Output list
Conference proceeding
Big data analytics for forecasting tourists' arrivals: the Lombardy case
Published 2019
Proceedings of 52nd International business research conference, 4 July 2019, LIUC-Università Cattaneo, Milan, Italy, 203, 1 - 1
52nd International business research conference, 04/07/2019, LIUC-Università Cattaneo, Milan, Italy
Internet searches and query data have become favorable sources for better forecasts of tourist volumes (Pan et al., 2012; Yang et al., 2014; Yang et al., 2015): search engines are used to plan routes, search for hotels, attractions, travel guides and reviews (Fesenmaier et al., 2011).
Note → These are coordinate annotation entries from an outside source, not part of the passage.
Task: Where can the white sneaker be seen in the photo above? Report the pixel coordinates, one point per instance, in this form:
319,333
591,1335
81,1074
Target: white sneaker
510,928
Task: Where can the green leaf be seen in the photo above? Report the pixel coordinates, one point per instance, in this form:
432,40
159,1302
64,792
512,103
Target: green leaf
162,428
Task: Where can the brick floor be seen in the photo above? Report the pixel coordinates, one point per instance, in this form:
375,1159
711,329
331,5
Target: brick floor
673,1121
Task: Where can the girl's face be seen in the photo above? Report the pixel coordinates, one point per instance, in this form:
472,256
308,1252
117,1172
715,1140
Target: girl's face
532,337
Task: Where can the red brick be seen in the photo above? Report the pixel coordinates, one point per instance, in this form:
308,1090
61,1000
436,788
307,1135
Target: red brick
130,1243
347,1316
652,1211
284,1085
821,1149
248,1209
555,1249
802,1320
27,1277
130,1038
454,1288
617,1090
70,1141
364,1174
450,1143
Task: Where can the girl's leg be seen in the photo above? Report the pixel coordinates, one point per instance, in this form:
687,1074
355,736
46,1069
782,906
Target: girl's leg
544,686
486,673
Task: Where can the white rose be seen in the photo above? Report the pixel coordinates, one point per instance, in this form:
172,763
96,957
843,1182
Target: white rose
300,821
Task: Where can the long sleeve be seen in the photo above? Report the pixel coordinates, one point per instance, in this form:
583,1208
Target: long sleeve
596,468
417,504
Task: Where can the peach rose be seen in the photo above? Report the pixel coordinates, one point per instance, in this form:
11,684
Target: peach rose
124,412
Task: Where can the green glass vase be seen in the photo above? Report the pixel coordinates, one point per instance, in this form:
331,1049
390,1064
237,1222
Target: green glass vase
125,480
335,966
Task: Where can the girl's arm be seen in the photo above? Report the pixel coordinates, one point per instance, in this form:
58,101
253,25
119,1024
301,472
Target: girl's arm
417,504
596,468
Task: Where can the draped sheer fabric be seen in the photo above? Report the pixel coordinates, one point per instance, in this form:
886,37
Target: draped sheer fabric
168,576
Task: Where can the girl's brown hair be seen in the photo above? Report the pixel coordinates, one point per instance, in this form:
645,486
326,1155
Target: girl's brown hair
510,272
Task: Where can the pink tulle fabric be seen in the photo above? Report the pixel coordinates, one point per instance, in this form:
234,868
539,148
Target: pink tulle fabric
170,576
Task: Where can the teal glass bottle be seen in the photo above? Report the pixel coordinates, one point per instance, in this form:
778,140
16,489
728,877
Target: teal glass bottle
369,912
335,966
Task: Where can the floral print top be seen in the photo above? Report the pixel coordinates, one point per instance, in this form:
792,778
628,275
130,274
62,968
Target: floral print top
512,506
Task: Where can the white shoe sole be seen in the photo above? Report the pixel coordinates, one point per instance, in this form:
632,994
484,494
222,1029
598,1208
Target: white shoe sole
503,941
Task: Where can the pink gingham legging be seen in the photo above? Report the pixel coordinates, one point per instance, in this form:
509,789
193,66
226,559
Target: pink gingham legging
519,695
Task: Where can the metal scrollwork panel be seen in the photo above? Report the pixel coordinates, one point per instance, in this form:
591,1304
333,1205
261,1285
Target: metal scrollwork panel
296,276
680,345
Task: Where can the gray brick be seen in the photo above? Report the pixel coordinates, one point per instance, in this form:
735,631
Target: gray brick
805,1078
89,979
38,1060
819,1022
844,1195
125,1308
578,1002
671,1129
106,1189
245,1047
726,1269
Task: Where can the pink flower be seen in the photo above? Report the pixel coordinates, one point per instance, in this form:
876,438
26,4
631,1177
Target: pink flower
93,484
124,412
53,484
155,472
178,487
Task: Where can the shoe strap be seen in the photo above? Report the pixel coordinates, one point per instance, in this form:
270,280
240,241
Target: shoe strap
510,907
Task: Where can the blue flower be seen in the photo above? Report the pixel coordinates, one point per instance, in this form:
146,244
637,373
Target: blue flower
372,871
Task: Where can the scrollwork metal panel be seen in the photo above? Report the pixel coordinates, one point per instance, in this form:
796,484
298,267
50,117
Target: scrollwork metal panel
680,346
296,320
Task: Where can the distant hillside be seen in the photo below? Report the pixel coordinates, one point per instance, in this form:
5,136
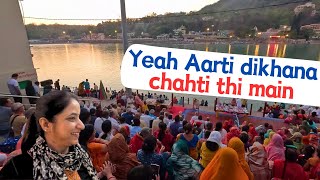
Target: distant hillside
223,15
263,18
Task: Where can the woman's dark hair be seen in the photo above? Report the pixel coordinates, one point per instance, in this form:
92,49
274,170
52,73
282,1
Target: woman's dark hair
149,144
291,154
51,104
177,118
218,126
244,137
209,126
30,135
245,128
212,146
162,130
187,128
136,122
122,120
309,151
142,172
106,128
184,123
92,111
84,115
207,134
287,142
85,135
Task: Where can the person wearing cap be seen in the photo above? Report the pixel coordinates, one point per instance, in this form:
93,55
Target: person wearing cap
137,140
297,141
128,115
13,87
5,114
17,120
210,148
288,168
236,144
257,160
135,128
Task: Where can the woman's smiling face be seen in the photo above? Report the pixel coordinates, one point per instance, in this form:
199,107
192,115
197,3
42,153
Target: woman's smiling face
65,129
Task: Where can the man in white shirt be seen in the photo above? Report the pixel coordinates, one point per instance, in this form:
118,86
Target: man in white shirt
14,89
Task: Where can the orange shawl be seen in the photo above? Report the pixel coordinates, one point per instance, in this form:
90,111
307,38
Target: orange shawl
225,165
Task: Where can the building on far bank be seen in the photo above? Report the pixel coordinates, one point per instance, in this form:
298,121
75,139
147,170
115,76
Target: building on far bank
94,36
269,33
163,36
300,8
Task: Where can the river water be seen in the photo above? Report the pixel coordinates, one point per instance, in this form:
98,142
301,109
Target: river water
73,63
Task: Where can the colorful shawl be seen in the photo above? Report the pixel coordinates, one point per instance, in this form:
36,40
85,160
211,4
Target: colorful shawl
180,165
257,160
236,144
224,166
275,149
48,164
120,156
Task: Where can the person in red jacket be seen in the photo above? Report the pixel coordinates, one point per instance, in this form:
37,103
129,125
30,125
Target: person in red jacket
137,140
289,169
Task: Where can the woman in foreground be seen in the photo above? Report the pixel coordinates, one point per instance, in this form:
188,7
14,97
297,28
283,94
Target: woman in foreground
56,153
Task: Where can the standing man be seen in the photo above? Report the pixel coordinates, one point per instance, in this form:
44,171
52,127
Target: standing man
37,88
96,89
87,87
13,86
5,114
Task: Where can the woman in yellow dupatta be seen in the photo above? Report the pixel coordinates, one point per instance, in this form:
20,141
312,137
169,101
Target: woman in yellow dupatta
236,144
225,165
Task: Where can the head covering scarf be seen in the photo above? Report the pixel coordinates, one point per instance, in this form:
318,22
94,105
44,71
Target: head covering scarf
314,140
267,140
225,165
297,140
276,149
236,144
252,133
180,165
257,160
205,153
48,164
120,156
305,140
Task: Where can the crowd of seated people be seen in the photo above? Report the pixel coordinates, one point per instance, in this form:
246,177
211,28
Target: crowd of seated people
62,139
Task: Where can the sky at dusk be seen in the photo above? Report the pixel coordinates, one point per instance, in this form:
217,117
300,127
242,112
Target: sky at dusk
102,9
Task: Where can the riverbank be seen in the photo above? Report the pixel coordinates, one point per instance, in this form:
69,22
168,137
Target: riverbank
176,41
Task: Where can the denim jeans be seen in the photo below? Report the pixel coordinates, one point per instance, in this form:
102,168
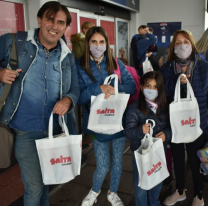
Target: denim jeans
102,156
35,192
145,197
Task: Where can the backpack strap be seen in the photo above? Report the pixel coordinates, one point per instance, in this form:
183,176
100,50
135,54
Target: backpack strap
13,64
118,71
20,40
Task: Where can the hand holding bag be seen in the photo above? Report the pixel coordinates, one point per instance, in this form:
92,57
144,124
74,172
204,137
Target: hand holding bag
106,114
151,165
60,156
184,116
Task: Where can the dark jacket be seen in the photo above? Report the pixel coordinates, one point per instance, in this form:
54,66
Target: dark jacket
134,121
199,82
88,88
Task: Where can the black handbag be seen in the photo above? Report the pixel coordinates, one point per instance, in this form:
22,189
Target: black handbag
6,135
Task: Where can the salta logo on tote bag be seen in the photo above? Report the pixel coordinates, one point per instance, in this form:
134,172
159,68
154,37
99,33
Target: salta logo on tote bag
106,112
155,168
191,122
62,160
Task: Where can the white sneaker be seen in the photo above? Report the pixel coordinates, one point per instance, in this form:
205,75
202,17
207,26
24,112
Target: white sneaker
90,199
114,199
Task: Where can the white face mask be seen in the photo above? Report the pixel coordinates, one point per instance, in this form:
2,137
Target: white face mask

Thanks to "hybrid models", i.e. the fusion of classical econometric methodologies and machine learning (Makridakis et al., 2018), it is possible to exploit such "big data" to obtain a forecasting performance superior to that of standard models (Li et al., 2017). By proposing an innovative modelling framework, we develop a hybrid model for the Lombardy tourism market, to verify the reliability of the ambitious target of becoming one of the most visited regions in Europe. We find mixed results for the Lombardy provinces, calling for a more refined and micro-founded tourism planning strategy. Furthermore, our framework is easily extendable with other countries and/or research areas, thus providing a valuable tool for assessing such issues.